Не сказать чтобы его забавляли пешеходы, да и появлялись они здесь чрезвычайно редко, но змей обрадовался человеку. Он поднялся метров на пять, подлетел к нему, легонько, ради знакомства, толкнул в спину, сделал несколько кругов, рассматривая его со всех сторон. Сизыми руками человек дернул вверх и без того поднятый воротник – и, как показалось змею, заметил его, следил за ним черными огромными глазами… И оттого мысли змея повеселели.
«Вроде не пьяный, запаха нет, – решил он, – а что пошатывается, так замерз, устал: километра три отмахал, не меньше. Шапка у него почти новая, только хилая. Как их называют-то, шапки эти? Обезьяньей задницей, кажется… Клапаны завязаны под подбородком, и сам подбородок свисает, закрывает узелок… Толстоват ты, парень… Сумчонка черная через плечо, такие, я слышал, летом носят. Курточка дутая, внутри пух или какая другая дрянь, снаружи клеенка – чуть за тридцать, и начнет хрустеть, осыпаться. А глазищи – да… Как болты на тех воротах, и губы большие, бантиком, хоть и сизые, щеки разноцветные, выпирают… Мать, мать! Что у него на ногах? Полуботинки на шнурочках! Ну и что, что носки шерстяные, это ж рыбий мех – в мое-то время, даже обидно… Чего косишься? Сюда умные люди пешком не ходят, только на машинах, а тебе, видно, что-то приспичило на этом заводе. Ты же на завод идешь? Ну иди, иди, не меньше часа тебе еще идти, как раз до темноты скоротаю время. Как тебя зовут-то? Не скажешь, знаю, что не скажешь…»

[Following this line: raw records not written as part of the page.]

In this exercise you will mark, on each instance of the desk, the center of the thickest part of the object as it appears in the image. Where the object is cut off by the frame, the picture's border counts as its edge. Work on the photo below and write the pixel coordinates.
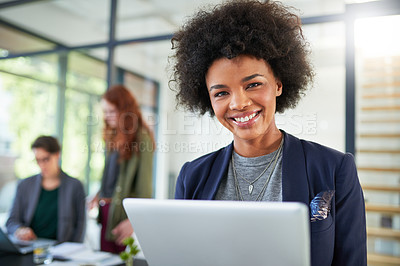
(9, 259)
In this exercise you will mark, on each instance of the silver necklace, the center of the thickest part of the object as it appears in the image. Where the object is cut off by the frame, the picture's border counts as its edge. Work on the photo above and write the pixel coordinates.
(251, 186)
(264, 188)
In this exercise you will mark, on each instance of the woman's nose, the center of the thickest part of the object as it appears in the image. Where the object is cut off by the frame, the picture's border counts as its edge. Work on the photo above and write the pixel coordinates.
(239, 101)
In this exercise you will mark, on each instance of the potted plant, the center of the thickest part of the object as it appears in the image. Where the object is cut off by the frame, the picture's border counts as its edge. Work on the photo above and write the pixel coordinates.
(130, 251)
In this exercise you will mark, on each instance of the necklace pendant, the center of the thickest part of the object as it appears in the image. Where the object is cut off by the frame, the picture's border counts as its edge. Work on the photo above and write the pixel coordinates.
(251, 188)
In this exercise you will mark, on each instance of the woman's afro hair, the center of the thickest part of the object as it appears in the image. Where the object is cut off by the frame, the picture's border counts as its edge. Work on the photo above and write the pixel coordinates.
(267, 31)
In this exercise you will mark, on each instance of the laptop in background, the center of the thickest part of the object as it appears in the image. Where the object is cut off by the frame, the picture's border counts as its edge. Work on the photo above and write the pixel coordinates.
(9, 243)
(220, 233)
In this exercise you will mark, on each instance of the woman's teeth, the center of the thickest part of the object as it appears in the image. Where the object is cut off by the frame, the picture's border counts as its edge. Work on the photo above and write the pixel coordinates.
(246, 118)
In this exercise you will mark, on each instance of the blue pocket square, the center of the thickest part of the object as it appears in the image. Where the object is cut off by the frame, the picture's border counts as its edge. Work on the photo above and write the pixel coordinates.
(321, 205)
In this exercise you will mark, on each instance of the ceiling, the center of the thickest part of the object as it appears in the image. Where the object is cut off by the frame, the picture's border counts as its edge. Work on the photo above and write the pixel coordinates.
(85, 22)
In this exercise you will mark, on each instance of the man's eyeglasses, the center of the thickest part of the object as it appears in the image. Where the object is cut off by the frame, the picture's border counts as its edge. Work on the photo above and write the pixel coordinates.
(43, 160)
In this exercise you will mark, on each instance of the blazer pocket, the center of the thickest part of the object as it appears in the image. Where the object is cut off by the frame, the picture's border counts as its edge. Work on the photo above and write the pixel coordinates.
(322, 225)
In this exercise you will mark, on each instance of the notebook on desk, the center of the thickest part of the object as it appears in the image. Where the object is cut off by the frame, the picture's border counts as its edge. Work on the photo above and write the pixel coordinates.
(220, 233)
(8, 243)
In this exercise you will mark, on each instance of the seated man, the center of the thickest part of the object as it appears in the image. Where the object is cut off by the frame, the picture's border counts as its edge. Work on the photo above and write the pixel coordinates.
(50, 204)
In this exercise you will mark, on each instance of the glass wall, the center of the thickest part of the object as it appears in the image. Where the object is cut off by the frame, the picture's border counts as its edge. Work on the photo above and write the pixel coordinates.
(378, 128)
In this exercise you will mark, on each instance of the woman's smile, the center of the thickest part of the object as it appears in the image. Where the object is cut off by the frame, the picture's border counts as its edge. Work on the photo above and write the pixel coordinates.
(243, 93)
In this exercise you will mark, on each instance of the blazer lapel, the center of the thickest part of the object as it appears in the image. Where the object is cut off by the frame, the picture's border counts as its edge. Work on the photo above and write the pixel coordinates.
(33, 200)
(218, 171)
(294, 175)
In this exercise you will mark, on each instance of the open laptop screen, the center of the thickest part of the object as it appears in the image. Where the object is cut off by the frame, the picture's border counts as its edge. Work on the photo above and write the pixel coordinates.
(220, 233)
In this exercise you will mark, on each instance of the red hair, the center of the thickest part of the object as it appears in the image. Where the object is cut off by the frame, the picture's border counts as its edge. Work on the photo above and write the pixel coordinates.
(124, 138)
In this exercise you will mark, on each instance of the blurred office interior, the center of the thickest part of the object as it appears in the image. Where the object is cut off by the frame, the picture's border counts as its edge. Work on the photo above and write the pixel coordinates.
(57, 58)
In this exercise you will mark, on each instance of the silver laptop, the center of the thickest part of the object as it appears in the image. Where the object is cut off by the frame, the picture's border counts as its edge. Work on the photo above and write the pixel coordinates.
(220, 233)
(9, 243)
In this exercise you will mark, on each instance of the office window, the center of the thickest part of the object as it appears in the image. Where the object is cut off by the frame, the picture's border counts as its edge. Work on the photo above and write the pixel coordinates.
(83, 152)
(377, 131)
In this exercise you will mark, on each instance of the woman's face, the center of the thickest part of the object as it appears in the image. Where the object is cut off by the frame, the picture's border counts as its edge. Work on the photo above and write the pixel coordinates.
(48, 162)
(110, 113)
(243, 93)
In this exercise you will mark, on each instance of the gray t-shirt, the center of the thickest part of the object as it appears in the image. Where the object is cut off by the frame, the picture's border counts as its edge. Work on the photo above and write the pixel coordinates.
(249, 169)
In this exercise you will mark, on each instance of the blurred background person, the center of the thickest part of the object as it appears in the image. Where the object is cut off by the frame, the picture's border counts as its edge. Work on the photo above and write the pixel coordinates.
(128, 165)
(50, 204)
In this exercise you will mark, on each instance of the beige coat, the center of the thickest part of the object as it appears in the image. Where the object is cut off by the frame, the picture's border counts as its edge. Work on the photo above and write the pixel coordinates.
(134, 181)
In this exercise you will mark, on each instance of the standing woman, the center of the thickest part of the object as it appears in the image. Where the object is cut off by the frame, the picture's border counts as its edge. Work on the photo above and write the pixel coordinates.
(128, 166)
(243, 61)
(50, 204)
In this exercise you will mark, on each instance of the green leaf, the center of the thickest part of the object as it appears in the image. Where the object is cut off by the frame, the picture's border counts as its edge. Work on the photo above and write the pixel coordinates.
(124, 255)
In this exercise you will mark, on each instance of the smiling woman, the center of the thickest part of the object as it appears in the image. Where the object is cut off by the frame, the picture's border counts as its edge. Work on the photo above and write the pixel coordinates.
(243, 93)
(243, 61)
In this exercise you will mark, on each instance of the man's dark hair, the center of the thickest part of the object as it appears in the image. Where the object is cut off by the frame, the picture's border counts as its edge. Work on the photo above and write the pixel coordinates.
(48, 143)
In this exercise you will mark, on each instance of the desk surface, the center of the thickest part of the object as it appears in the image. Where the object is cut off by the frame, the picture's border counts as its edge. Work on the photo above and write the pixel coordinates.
(9, 259)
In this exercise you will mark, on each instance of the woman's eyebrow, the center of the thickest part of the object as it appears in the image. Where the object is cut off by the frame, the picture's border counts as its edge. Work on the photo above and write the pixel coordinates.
(251, 77)
(220, 86)
(217, 86)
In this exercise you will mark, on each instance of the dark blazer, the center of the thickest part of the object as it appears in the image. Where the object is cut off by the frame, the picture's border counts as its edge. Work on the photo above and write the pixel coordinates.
(307, 169)
(71, 207)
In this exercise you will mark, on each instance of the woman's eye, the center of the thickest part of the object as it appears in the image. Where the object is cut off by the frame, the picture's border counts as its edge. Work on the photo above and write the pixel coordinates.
(253, 85)
(221, 93)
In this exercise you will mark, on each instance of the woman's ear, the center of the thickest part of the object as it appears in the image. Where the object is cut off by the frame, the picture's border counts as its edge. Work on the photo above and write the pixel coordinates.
(279, 88)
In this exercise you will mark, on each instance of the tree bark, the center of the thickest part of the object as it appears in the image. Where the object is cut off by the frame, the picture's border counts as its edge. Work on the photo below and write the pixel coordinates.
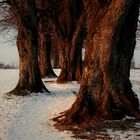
(27, 43)
(105, 90)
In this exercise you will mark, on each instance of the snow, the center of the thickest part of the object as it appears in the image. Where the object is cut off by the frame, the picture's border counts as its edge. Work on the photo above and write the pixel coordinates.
(29, 118)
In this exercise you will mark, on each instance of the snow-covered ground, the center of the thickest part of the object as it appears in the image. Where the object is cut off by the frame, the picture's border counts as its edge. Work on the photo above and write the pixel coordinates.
(29, 118)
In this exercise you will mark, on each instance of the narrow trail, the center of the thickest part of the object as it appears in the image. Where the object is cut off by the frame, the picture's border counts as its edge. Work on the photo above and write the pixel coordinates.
(32, 121)
(28, 118)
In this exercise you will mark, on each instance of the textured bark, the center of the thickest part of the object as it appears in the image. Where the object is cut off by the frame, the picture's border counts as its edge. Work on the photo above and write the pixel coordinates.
(105, 90)
(27, 43)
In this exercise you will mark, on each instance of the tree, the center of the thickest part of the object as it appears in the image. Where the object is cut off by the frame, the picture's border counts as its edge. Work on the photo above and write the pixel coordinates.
(44, 40)
(68, 27)
(105, 90)
(27, 43)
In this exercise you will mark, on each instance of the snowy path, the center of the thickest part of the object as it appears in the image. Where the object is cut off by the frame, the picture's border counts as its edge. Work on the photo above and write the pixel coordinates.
(32, 120)
(28, 118)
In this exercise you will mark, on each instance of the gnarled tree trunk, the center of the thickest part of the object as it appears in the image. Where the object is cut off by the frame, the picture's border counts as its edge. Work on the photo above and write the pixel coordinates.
(27, 43)
(105, 90)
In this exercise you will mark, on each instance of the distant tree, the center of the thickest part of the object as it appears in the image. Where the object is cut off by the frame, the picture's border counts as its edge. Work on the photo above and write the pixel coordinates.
(27, 43)
(105, 89)
(68, 30)
(44, 39)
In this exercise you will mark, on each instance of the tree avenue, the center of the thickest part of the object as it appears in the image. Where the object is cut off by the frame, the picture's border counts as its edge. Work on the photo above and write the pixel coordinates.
(105, 90)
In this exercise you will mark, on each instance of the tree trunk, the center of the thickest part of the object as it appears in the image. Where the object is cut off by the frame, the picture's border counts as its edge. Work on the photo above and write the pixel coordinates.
(27, 43)
(71, 67)
(105, 90)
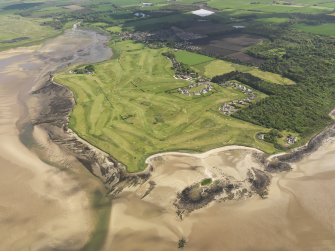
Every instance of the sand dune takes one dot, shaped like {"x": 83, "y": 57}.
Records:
{"x": 297, "y": 215}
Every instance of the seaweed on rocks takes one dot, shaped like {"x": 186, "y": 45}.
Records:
{"x": 57, "y": 102}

Змей вытянулся тонким зигзагом и начал, как цирковая собачка, шнырять между ногами человека, и человек, будто поняв эту игру, стал шагать шире и реже.

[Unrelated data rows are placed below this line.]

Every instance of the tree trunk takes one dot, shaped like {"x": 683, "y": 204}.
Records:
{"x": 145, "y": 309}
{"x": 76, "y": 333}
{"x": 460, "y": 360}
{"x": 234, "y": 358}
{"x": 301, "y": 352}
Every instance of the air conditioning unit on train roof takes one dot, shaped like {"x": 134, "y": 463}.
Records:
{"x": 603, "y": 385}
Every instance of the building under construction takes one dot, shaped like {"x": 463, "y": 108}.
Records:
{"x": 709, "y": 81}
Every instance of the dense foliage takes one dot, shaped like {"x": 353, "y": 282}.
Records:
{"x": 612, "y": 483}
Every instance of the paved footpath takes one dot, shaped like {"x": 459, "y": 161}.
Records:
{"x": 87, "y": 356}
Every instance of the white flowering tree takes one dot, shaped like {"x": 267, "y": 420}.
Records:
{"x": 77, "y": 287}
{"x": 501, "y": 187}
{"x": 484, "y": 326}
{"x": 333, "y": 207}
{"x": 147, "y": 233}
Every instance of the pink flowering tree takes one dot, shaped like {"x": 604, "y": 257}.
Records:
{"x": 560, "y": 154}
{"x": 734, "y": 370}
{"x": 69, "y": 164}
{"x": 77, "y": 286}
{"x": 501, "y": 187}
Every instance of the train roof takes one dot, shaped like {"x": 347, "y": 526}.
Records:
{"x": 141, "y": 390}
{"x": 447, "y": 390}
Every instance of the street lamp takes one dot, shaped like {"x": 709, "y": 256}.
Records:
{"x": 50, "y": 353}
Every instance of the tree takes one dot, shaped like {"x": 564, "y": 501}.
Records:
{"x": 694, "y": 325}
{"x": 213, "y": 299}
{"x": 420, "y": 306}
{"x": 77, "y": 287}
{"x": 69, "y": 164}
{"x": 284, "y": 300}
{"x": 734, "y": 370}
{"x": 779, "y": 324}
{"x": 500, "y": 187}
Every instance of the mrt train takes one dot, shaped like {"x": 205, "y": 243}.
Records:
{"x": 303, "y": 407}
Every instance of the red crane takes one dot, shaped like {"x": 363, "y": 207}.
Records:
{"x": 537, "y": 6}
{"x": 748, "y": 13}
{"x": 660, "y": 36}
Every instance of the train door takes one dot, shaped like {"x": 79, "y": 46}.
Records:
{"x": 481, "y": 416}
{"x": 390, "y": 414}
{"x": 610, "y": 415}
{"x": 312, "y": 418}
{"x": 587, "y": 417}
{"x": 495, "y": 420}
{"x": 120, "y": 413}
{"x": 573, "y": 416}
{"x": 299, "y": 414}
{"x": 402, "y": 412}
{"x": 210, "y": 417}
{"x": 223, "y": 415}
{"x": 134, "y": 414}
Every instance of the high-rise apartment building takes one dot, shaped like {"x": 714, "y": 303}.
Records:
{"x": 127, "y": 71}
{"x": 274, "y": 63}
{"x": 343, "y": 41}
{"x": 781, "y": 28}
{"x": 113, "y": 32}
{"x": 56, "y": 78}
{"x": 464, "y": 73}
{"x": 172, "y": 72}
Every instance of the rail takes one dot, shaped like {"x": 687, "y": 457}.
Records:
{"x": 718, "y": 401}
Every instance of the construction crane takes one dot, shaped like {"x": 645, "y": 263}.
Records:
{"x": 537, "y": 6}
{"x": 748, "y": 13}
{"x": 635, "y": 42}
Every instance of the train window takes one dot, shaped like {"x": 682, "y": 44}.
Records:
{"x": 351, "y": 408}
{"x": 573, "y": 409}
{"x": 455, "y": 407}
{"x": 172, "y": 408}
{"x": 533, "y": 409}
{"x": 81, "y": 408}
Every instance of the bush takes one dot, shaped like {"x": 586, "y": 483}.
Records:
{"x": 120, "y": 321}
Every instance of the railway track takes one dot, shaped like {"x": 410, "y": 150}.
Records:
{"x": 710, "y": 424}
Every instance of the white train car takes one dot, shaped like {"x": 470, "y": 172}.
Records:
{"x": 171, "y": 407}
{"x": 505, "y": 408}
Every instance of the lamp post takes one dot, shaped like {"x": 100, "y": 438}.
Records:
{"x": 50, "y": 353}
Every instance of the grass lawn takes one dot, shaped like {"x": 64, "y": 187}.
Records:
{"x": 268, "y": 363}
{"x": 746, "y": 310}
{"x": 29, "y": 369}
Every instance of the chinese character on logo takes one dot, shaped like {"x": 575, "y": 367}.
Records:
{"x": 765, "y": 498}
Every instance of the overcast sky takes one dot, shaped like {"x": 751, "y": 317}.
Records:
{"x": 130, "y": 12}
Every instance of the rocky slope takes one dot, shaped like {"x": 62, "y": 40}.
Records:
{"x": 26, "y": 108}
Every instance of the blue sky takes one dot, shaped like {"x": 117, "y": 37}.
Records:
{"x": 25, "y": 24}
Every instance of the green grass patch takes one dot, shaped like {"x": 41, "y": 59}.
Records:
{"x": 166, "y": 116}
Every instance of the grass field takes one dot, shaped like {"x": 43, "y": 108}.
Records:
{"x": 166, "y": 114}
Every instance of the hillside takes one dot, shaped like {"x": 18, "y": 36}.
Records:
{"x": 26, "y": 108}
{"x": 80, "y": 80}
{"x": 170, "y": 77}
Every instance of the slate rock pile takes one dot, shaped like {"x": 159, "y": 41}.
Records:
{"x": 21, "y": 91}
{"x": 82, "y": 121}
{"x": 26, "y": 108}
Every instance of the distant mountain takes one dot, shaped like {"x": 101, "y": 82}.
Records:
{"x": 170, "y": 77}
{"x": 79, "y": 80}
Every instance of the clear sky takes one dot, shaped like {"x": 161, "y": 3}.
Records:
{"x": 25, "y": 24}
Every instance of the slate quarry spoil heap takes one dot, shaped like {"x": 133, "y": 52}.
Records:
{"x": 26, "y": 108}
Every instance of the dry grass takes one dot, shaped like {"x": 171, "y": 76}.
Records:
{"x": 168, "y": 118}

Но вскоре забава наскучила змею. К тому же в это время загудели ворота, из которых показался небольшой японский грузовик; змей метнулся к нему, зайдя сбоку, скользнул по выгнутому лобовому стеклу – он любил такие стекла, – пролетел под колесами, а когда поднялся над кабиной, собираясь идти на второй круг, замер – и синий грузовик пулей выскочил из-под него.
Теперь на обочине был уже не один человек, а четверо. «Откуда взялись эти трое? Под снегом, что ли, прятались? Или в том перелеске? Так до него километр, не меньше, да еще по сугробам… Как же я их проморгал?»
О чем трое говорили с тем парнем, змей пока не слышал, но по тому, как стояли – двое спереди, один чуть сзади, – он понял, что у людей назревает своя забава, от которой тому, первому, парню ничего хорошего ждать не стоит. Змей приблизился, чтобы разобрать их речь, но не понял ни слова, да и слов, по всему видно, было немного или не было совсем: тот, что стоял сзади, ударил парня по затылку, двое передних несколько раз воткнули ему кулаки под дых – парень осел и больше не двигался. Двое оттащили его в кювет и мастерски, не мешая друг другу, начали обшаривать карманы. Третий стоял на обочине, копался в маленькой черной сумке. Змей видел, как мелькнула в его руке желтая бумажка, которая под досадливый плевок оказалась у него в кармане, потом появились книжечки – документы, наверное…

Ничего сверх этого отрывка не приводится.